David A. Wheeler's Blog
Wed, 29 Oct 2008
It’s election season in the United States, a fact that’s rather
hard to miss in Northern Virginia (where I live).
Popular Science is running a letter by Daniel Engber (of Slate Magazine)
in which he offers the US Presidential nominees advice on using
the full potential of the Internet upon their election into office.
This letter is being discussed in Slashdot.
Terry Sweeney believes that issues related to the
Internet Won’t Matter
in this election, and unfortunately, I think he’s right.
But still, we can hope, can’t we?
In any case, election season is a good excuse to think of helpful things
that the U.S. government could do
relating to the Internet and related IT technology.
Engber’s letter certainly got me thinking that direction.
I think it’s useful to try to think of such things, because by examining
and discussing them, some of them might come to pass.
So in that spirit, here’s my candidate list:
- Make spam illegal. Make sending unsolicited bulk email (spam) illegal, and in particular, require that people OPT-IN to receive messages sent in bulk. The current ‘opt-out’ system in the U.S. is silly, and always was. As essentially all information about spam notes, “Never Reply To Spam”. “Don’t [reply] to the spam message or [try] to send email to an email address given in the body of the spam and asking to be removed from the mailing list… spammers are much too sophisticated now for replies to affect them at all. And the From: addresses in spam messages are usually faked anyway.” Responding “just identifies you as a real person who read their message”. Europeans have the more sensible opt-in system. Laws do make a differenace; far more spam is U.S. than European in origin, due to the U.S.’s lax laws. It’s not that spam hard to define; if more than 1000 people (say) receive it, and they didn’t sign up for it (e.g., by signing up for a mailing list), it’s spam. A law will not solve everything, but it would help; technical measures can only go so far, and need laws to help make them work. The U.S. currently protects fax machines from spam, and that has worked! The current CAN-SPAM law legalizes spam - and thus is a sick joke. It’s time to make it illegal, to protect all of our inboxes.

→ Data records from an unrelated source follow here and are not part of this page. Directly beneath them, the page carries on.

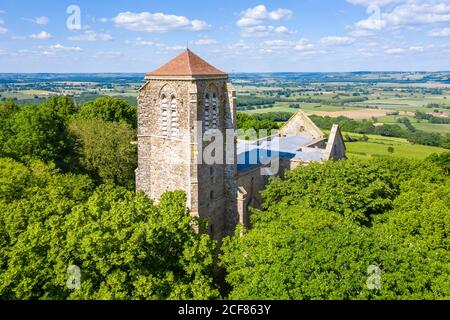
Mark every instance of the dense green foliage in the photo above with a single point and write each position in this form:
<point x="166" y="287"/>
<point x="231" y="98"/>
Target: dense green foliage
<point x="387" y="130"/>
<point x="324" y="226"/>
<point x="431" y="118"/>
<point x="248" y="122"/>
<point x="110" y="109"/>
<point x="67" y="201"/>
<point x="97" y="139"/>
<point x="106" y="150"/>
<point x="125" y="246"/>
<point x="31" y="132"/>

- Require public access (free via web) to federally-funded research. Put all federally-funded unclassified research papers on the web, with no fees or sign-ins, so that a Google search can find it. NIH is already doing this; see the NIH public access policy. NIH isn’t perfect; their “12 month” period is silly (the web publication should occur immediately). Still, it’s an improvement, and it’s absurd that this is limited to NIH; federally-funded research should be published government-wide, no matter what arm it came from. Why should the public pay for research, then pay again to read it? Just imagine how much faster research could go if anyone could quickly click and review the latest research. Just imagine how much better the public could be informed if they could easily read U.S. research on a topic… instead of only having the flim-flam artists. I think I could make a good case that in academic research, the word “published” is increasingly meaning “accessible via Google”; anything Google can’t find doesn’t exist to many people. It’s shameful how certain publishers effectively steal U.S. research for private gain through monopolistic publishing contracts - they do not pay for the research, and typically they don’t even pay the researchers or reviewers! If you want exclusive rights to publish research, then you should pay all the costs of performing the research. I can see a case where the publisher footed 50% of the research bill (not just the paper-writing costs) and got a one-year publication delay, but the “owning” of research papers is indefensible. If you accept government money - and the government is of the people, by the people, and for the people - then the people should be receiving the research results. Let’s get rid of the unnecessary intermediaries and “poll taxes” on U.S. funded research.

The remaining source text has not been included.